The hall was Bedwyr’s direct responsibility, and it was filthy. How the Saxons avoided pestilence defied reason, but perhaps even disease refused to take root among them. But Bedwyr intended to live and revenge himself on his captors, so he kept himself as clean as possible and took care of any cuts or bruises lest they fester and rot. One of Glamdring’s women, less cruel than her sisters, had given him a salve for his burn which he kept carefully and used for many months till the wound healed. He ate whenever he could steal food, even from the hounds and, despite a vague feeling of guilt, never shared with his fellow slaves. For Bedwyr, survival was everything.
As the years of pain and degradation passed, Bedwyr’s faith began to die. The holy child of Christianity had sustained him on his journey to the fortress, but the darker gods of war salvaged his pride and strengthened his grip on life. In Bedwyr’s jaundiced opinion, acceptance of suffering as a route to Paradise was a foolish affectation. Revenge kept him breathing, and the hope that Ironfist would one day die at his hands allowed the Cornovii to endure every indignity that was heaped on him to break his spirit. His Christian values were not dead but they had merged with older, hardened beliefs that gave him a fragile reason to remain sane.

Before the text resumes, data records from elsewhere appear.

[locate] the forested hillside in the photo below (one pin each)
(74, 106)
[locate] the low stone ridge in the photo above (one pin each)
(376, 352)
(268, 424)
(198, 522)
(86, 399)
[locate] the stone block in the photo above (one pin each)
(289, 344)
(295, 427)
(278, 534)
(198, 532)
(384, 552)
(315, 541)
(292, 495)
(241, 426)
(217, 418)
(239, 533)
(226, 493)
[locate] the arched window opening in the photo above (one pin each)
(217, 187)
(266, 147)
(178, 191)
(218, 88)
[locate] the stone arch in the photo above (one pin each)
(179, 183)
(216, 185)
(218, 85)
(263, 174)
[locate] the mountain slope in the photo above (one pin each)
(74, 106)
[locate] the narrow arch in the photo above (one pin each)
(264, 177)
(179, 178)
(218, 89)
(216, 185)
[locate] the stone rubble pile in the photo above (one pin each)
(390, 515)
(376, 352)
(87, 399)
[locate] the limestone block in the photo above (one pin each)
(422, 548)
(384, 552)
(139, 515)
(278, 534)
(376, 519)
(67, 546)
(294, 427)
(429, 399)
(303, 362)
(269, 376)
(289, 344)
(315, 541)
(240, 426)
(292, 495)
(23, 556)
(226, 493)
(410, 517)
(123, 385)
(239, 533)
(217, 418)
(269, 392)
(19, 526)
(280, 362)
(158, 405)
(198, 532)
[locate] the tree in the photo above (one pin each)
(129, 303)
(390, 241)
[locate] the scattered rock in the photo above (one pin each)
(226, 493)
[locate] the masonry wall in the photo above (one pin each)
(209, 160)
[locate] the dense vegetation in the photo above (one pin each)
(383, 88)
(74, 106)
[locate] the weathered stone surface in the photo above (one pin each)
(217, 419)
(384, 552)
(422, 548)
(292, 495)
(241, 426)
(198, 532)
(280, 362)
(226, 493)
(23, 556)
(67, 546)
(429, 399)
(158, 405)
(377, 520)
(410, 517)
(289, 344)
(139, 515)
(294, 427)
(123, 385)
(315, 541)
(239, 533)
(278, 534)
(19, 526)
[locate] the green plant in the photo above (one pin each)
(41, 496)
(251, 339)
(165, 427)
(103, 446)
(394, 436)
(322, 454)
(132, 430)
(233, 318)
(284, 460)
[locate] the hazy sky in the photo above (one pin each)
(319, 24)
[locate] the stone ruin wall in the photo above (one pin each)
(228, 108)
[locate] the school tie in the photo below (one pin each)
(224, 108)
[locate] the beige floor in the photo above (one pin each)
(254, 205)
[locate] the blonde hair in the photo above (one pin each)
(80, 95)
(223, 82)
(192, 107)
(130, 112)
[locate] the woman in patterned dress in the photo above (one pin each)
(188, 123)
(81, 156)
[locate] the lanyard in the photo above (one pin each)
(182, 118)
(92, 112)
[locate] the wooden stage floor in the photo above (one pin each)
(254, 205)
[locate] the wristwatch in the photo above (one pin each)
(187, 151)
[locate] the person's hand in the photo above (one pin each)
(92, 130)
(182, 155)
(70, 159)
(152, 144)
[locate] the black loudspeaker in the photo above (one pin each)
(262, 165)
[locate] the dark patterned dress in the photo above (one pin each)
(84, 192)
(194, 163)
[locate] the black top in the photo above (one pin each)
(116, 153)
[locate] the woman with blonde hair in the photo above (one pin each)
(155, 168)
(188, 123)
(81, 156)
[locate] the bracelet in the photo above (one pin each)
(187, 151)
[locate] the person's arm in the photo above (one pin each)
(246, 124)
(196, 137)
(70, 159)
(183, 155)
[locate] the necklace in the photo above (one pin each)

Over time, the Saxon chief scarcely noticed his daft servant with the insulting name of Dog. The slave was a familiar possession, like his favourite ale cup, which had become worn to the shape of his hand.
Now, as Bedwyr piled wooden trenchers into a wicker basket and rubbed the scarred surface of the table with a grimy scrap of cloth, a Saxon courier pounded on the gates of the fortress. Passwords were exchanged, and the messenger slid into the dark confines of the caer like an eel. Quickly, he was brought into the presence of the Saxon king. Since his capture, Bedwyr had become quite fluent in the Saxon language, but as he was rarely permitted to speak, Glamdring never considered that his slave had ears to hear, or a mouth to pass on secrets.